SeeByte, developer of smart software for unmanned maritime systems, announced its participation in Unmanned Warrior. SeeByte was involved in four threads: Automatic Target Recognition (ATR), Command and Control, Collaborative Autonomy and Smart ROV Control.
As part of this exercise, SeeByte supported the U.S. Navy Lab of Naval Surface Warfare Center Panama City Division (NSWC-PCD), Defence Research and Development Canada, an agency of the Canadian Department of National Defence, and the U.K.’s Defence Science and Technology Lab (Dstl).
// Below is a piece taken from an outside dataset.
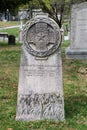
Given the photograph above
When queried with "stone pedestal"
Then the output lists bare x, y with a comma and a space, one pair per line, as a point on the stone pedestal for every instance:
40, 89
78, 39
Together with ASV Global, Bluebear, and QinetiQ the team were successful in facilitating the collaboration of unmanned vehicles including air, surface, and subsea, on common missions running through Dstl’s Maritime Autonomy Framework (MAF) realised through SeeByte’s Neptune software. Using vehicles from Hydroid, OceanServer Technology, SeaRobotics, Bluebear and ASV Global, the team networked 10 unmanned systems, from three different countries through a single command and control station. By running communications through Bluebear’s aerial drone Blackstart, this relay link meant that the surface and subsea vehicles were able to operate at a far greater distance from the shore.
Another vital component of this success was the Autonomy Control Exploitation and Realisation (ACER) command and control system. SeeByte partnered with primes including QinetiQ and Thales to demonstrate the ACER project which has integrated and exploited MAF, providing a single command station to manage Unmanned Maritime System (UMS) fleets. Operators were able to define available assets, mission goals and objectives and no-go areas. Fleet operators were also able to monitor the vehicles in the fleet as they autonomously adapted their paths and behaviours in response to feedback from the environment.
SeeByte software solutions provided ATR systems to aid post-mission data analysis, and smart ROV control systems to assist in intervention operations, were also used to complete the full mission profile.
The technologies developed provide the first major steps towards a paradigm shift: a move away from men on the front-line operations towards unmanned over-the-horizon multi-squad operations supported by a shore-side team.
Lt Cdr Jacqueline McWilliams, officer in charge of the Royal Navy’s Maritime Autonomous Systems Trials Team (MASTT), reflected on the Unmanned Warrior trials “Demonstrating the capabilities of MAF and MAPLE at Unmanned Warrior was a great success. An exercise of this scale was an unprecedented opportunity to not only show the world the scope of autonomous technology but really push the boundaries of what is possible. Records were being broken, celebrated, then less than 24 hours later we were breaking the same records again! Teamwork was a crucial element of the successes, the knowledge and expertise of all involved really produced some ground-breaking advancements in maritime autonomy”.